Sequence the per-segment clips into one continuous video,
Generate transitions and effects at clip boundaries (dip-to-black, wipes, flash, shake, impact-zoom, glitch, and the rest),
Smooth seams between adjacent clips,
Extract start/end frames from any existing video you attach,
Encode both the in-editor preview and the universal final MP4.

Why ffmpeg is also needed for the in-editor preview. VS Code's built-in video player doesn't play AAC (mp4a) audio inside an MP4 — so a raw render would preview silently. Frame Minion uses ffmpeg to add an MP3 audio track to the preview specifically so you can hear it inside VS Code. (The universal final MP4 doesn't need this — it's encoded for broad/Apple compatibility and plays with sound anywhere.)

ffmpeg is not downloaded automatically

Frame Minion resolves a binary in this order, and never fetches anything on its own:

frameMinion.ffmpegPath setting — an explicit path you provide.
System ffmpeg on your PATH. Version 6+ recommended; the filters Frame Minion emits (xfade, minterpolate, mpdecimate) need at least 4.3.
A copy you previously installed through Frame Minion.

If none resolve, Frame Minion tells you ffmpeg is missing — a banner where rendering is gated, and a status indicator in Settings — and offers a one-click Download & Install. That fetches a pinned, SHA-256-verified static build for your platform and caches it for all future renders. You can Uninstall it later from Settings; that removes only Frame Minion's downloaded copy and never touches a system ffmpeg.

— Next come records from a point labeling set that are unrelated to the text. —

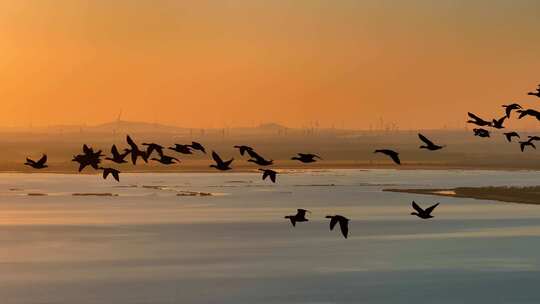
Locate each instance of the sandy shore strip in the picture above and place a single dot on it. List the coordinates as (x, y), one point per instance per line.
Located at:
(521, 195)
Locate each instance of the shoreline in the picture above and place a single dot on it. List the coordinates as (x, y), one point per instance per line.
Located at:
(517, 195)
(247, 168)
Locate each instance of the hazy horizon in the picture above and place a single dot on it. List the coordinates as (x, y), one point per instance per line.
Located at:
(211, 64)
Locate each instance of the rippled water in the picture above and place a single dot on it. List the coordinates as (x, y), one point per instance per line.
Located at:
(155, 240)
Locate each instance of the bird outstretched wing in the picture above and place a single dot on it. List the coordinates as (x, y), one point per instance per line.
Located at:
(430, 209)
(333, 222)
(216, 158)
(417, 208)
(42, 161)
(344, 225)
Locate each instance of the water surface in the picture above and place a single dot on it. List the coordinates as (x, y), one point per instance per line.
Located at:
(152, 242)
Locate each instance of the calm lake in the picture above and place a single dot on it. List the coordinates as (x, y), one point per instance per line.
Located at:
(153, 242)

Settings defaults at a glance

Setting	Default	What it controls
openRouterModel	openai/gpt-5.1	Planner / analysis / prompt-enhance text model.
imageModel	gemini-3.1-flash-image	Frame & reference image generation.
videoModel	google/veo-3.1-fast	Per-segment / single-shot video generation.
storageProvider	fal	Where video reference media is uploaded (`fal` or `s3`).
maxConcurrentVideos	1 (1–5)	How many segment videos generate in parallel.
outputDirectory	frame-minion	Folder (under your workspace) where projects and media are written.
awsRegion	us-east-1	S3 region (only used when `storageProvider` is `s3`).
s3BucketName	""	Your S3 bucket (only used when `storageProvider` is `s3`).
maxConversationTurns	10	Conversation history depth for chat-style flows.
ffmpegPath	""	Optional explicit path; empty = auto-resolve (system → installed → prompt).

API keys (OpenRouter, fal.ai, AWS) are never stored in settings — they live in VS Code's encrypted secret storage and are entered through the Settings panel.

What needs a key vs. what's automatic

Piece	Status	Notes
OpenRouter	Required	Planning, images, default video. Image generation needs only this.
fal.ai	Recommended	Default uploader for video references; required for Wan / lip-sync. Skip it if you only generate images.
Amazon S3	Optional	Opt-out alternative to fal for hosting video reference media.
ffmpeg	One-click install	Used locally for rendering. Auto-detected if present; otherwise installed (and removable) from Settings.

The shortest path: one OpenRouter key gets you planning and images. Add a fal key the moment you want video (or lip-sync). Reach for S3 only if you'd rather host reference files yourself. And ffmpeg is the single thing you install — one click, fully removable, only ever at your request.